Avec Scarlett et Novak, Alain Damasio met en garde les adolescents contre les dangers de la vie numérique. Démonstration imparable.
« Novak court. Le quai est désormais désert. La pluie insiste. Les pavés sont luisants et ses baskets couinent de trouille. Il court avec des foulées de 2,02 mètres, à une fréquence de trois foulée par seconde, soit 22,1 kilomètres par heure. Son rythme cardiaque vient de monter à 160 battements par minute, sa sudation frôle les 2 millilitres par centimètre carré de peau. C’est son brightphone qui lui scande tout ça, sans écouteurs, par conduction osseuse.
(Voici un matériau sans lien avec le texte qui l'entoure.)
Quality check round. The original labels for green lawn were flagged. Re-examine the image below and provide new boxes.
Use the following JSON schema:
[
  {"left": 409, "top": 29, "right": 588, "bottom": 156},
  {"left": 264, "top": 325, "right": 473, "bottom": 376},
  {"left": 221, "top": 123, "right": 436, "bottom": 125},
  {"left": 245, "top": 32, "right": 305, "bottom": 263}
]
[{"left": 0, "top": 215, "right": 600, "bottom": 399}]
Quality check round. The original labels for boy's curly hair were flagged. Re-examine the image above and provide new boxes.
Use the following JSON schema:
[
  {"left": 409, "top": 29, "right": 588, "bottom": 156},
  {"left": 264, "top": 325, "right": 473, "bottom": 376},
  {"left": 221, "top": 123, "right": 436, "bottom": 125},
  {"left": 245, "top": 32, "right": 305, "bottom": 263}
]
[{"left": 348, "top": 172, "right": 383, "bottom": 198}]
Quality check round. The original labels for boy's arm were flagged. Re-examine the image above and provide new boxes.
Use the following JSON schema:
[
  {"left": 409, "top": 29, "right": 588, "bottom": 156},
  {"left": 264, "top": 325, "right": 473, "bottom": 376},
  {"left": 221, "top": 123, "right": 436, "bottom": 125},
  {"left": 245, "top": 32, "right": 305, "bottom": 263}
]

– Novak, tu viens de battre ton record de fractionné. Veux-tu tweeter la nouvelle à tes amis ? le prévient son appareil.
– Derrière, ils sont à combien ?
– Tes concurrents sont à 160 mètres derrière toi.
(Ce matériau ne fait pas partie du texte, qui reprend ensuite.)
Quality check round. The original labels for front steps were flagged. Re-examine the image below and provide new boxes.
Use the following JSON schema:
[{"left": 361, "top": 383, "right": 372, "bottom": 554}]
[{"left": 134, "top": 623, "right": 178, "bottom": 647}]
Souhaites-tu définir une ligne d’arrivée virtuelle ? Je te propose le Pont Vinci.
– C’est pas… des concurrents… Scarlett. »
« Il veut la sauver, mais le danger c’est elle. » Voici l’accroche éloquente de ce texte d’anticipation très réussi d’Alain Damasio, l’auteur de science-fiction le plus en vogue du moment, et qui n’est pas sans rappeler Her, le long métrage de Spike Jonze magnifiquement interprété par Joachin Phoenix et une certaine Scarlett (Johansson).
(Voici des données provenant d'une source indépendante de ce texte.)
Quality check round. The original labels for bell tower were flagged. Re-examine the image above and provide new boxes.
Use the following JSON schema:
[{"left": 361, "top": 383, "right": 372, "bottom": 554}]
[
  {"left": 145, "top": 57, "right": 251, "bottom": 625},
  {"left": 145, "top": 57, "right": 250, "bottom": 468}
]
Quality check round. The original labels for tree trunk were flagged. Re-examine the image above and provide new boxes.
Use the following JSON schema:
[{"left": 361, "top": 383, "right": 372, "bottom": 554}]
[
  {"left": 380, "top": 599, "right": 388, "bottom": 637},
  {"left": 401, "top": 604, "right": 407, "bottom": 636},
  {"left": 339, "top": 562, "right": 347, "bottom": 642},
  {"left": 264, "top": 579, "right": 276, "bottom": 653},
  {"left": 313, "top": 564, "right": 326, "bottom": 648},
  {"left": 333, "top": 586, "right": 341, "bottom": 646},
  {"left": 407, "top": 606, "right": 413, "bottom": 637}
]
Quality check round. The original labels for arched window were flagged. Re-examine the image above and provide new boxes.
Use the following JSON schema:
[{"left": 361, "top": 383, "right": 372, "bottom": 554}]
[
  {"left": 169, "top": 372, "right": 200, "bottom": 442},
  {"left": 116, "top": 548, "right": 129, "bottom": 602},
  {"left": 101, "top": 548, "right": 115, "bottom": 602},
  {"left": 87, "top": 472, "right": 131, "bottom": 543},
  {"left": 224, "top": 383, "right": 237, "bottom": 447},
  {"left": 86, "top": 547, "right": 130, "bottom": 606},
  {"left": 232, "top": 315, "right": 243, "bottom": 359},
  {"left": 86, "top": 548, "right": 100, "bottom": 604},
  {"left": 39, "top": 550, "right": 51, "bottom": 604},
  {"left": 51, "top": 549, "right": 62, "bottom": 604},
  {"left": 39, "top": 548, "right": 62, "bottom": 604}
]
Bienvenue au temps du « tout intelligence artificielle ». Novak vit en permanence connecté à son brightphone. Son assistance numérique lui commente sa vie en live, lui murmurant ses options possibles. Scarlett a été programmée en fonction de ses goûts : le son de sa voix, ses suggestions musicales, ses citations, son humeur, son degré d’implication dans sa vie. Scarlett le connaît mieux que quiconque, anticipe ses besoins, lui propose les vêtements à porter telle une mère, une maîtresse, une conseillère, une animatrice de vie quotidienne. Omniprésente dans la vie de Novak, elle est « une amie à portée de main ». Et pourtant, Scarlett n’existe pas.
Lorsque le jeune homme se fait agresser par de jeunes zonards qui lui volent son brightphone, ce n’est pas seulement un outil précieux qu’il perd, c’est Scarlett. Débranchée, elle n’a plus aucune existence. Un assassinat virtuel en quelque sorte qui met au jour la grave dépendance à laquelle nous pourrions arriver.
En poussant l’histoire un peu plus loin, Alain Damasio nous fait prendre conscience du risque de mettre notre vie, nos émotions, nos décisions essentielles dans la main des algorithmes. Une vie entière contre un mot de passe à la portée du premier malfaisant venu.
L’auteur des Furtifs (La Volte, Grand Prix de l’Imaginaire 2020) nous alerte : il est encore temps de reprendre la maîtrise de nos vies, de ne pas laisser la technologie prendre le pouvoir sur nos émotions. Ce très court roman est à mettre entre toutes les mains : intriguer, éveiller les consciences et donner à réfléchir, à contredire peut-être, mais la question de la place du digital au cœur de nos vies est bel et bien là. Et Damasio, en lanceur d’alerte des mondes de demain frappe fort et juste.
Lire un extrait.
Je conseille le poème final à lire, comme un épilogue du confinement :
« (…)
T’as 50 fenêtres ouvertes mais ton cœur se referme.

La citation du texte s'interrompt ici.